Saat kehangatan mereda seperti bulu, emosi kuat yang terasa seperti tercekik datang mengalir deras seperti gelombang.
Itu mulai terjadi.
'Aku Jeong Se-jin.'
'… … .'
Betapa aku sangat menantikan momen ini. Sejak aku membuka mata lagi hingga sekarang, aku memikirkannya beberapa kali.
Aku tidak tahu apakah itu benar. Aku ingin mata rapi itu tertuju padaku, jadi aku mengambil foto sebuah artikel yang bahkan aku tidak dapat melihatnya dengan jelas.
Aku telah melihat hubungan itu rusak. Meskipun menurutku kenyataan saat ini hanyalah setengah mimpi, tolong jangan bangun.

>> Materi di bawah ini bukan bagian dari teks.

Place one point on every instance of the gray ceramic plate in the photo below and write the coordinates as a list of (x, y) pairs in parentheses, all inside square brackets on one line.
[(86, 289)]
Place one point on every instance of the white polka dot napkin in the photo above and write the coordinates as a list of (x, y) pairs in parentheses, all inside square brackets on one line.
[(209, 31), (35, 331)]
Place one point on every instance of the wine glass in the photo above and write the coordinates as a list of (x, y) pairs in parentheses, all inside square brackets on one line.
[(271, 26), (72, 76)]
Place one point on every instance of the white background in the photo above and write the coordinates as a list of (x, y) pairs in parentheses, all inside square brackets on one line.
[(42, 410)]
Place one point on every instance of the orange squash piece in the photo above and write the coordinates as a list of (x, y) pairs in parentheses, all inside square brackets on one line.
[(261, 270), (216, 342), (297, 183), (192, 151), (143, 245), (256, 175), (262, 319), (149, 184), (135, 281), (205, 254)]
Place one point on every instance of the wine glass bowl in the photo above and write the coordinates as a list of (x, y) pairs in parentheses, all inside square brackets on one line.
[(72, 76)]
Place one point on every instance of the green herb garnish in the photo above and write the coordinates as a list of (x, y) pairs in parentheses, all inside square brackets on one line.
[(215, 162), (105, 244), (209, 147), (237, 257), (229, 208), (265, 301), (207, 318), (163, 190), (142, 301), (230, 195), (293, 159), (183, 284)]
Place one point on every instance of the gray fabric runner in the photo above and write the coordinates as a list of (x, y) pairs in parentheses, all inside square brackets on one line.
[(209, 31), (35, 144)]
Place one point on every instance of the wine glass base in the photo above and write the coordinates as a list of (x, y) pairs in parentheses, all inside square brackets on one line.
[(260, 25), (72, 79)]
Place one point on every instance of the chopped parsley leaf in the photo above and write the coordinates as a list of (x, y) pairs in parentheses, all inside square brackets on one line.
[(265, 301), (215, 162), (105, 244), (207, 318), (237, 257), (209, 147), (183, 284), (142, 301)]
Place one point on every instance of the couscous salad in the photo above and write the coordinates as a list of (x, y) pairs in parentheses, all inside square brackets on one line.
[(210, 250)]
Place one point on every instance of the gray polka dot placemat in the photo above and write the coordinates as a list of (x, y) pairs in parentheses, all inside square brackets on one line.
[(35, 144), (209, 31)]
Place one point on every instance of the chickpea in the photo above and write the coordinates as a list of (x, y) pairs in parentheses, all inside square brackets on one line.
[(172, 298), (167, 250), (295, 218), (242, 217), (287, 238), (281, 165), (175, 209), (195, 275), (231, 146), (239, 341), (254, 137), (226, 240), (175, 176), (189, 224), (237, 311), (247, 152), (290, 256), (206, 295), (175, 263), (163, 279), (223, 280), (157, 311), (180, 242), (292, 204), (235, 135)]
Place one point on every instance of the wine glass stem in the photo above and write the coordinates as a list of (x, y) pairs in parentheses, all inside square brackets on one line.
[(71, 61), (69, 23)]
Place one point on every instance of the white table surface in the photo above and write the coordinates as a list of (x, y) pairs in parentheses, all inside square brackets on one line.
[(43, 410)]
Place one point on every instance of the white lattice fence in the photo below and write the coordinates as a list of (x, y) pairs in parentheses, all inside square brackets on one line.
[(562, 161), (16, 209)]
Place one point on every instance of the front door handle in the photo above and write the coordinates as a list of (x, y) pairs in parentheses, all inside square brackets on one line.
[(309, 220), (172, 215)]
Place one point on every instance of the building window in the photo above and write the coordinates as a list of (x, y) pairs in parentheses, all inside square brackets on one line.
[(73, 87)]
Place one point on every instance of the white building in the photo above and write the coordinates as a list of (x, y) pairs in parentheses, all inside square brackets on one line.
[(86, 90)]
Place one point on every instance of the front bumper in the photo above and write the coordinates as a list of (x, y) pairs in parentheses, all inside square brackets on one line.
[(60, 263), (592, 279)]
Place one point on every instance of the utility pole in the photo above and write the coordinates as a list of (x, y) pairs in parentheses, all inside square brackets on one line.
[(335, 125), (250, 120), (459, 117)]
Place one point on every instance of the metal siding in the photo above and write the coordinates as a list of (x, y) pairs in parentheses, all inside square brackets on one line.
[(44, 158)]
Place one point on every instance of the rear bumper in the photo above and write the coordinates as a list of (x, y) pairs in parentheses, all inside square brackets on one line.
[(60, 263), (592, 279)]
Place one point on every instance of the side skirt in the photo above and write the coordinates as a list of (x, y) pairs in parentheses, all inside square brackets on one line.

Aku sangat berharap hal itu terjadi.
Pasti ini bukan mimpi. Jeong Se-jin di depanku memiliki kehangatan yang tidak akan bisa dimiliki di dalam mimpi. Bahkan jika aku memegangnya erat-erat di tanganku dia tidak akan pecah dan bahkan jika aku melonggarkan pegangannya, itu tidak akan pecah berkeping keping.
Ia bahkan tidak lolos dari celah di tanganku.
Lebih baik melihatnya secara langsung.
Apakah menitikkan air mata sudah menjadi kebiasaan? Meski aku lengah sedikit saja, aku punya penyesalan yang tidak bisa aku ucapkan.
Rasanya seperti air mata akan keluar. Entah karena sinar matahari yang terlalu terik, atau karena kehangatan yang terpancar darinya.
Itu membuatku merasa sangat rindu sampai-sampai aku tidak bisa menahan diri untuk tidak berpegangan tangan setelah sekian lama bersama.
Sekarang aku menyadari bahwa hal itu tidak terjadi beberapa kali.Sepanjang upacara pertunangan, aku memegang tangannya dan menyatukan hatiku.
Aku mencoba untuk menekan keserakahanku sebanyak mungkin dan mengingatkan diriku berulang kali bahwa ini hanyalah proses yang dangkal.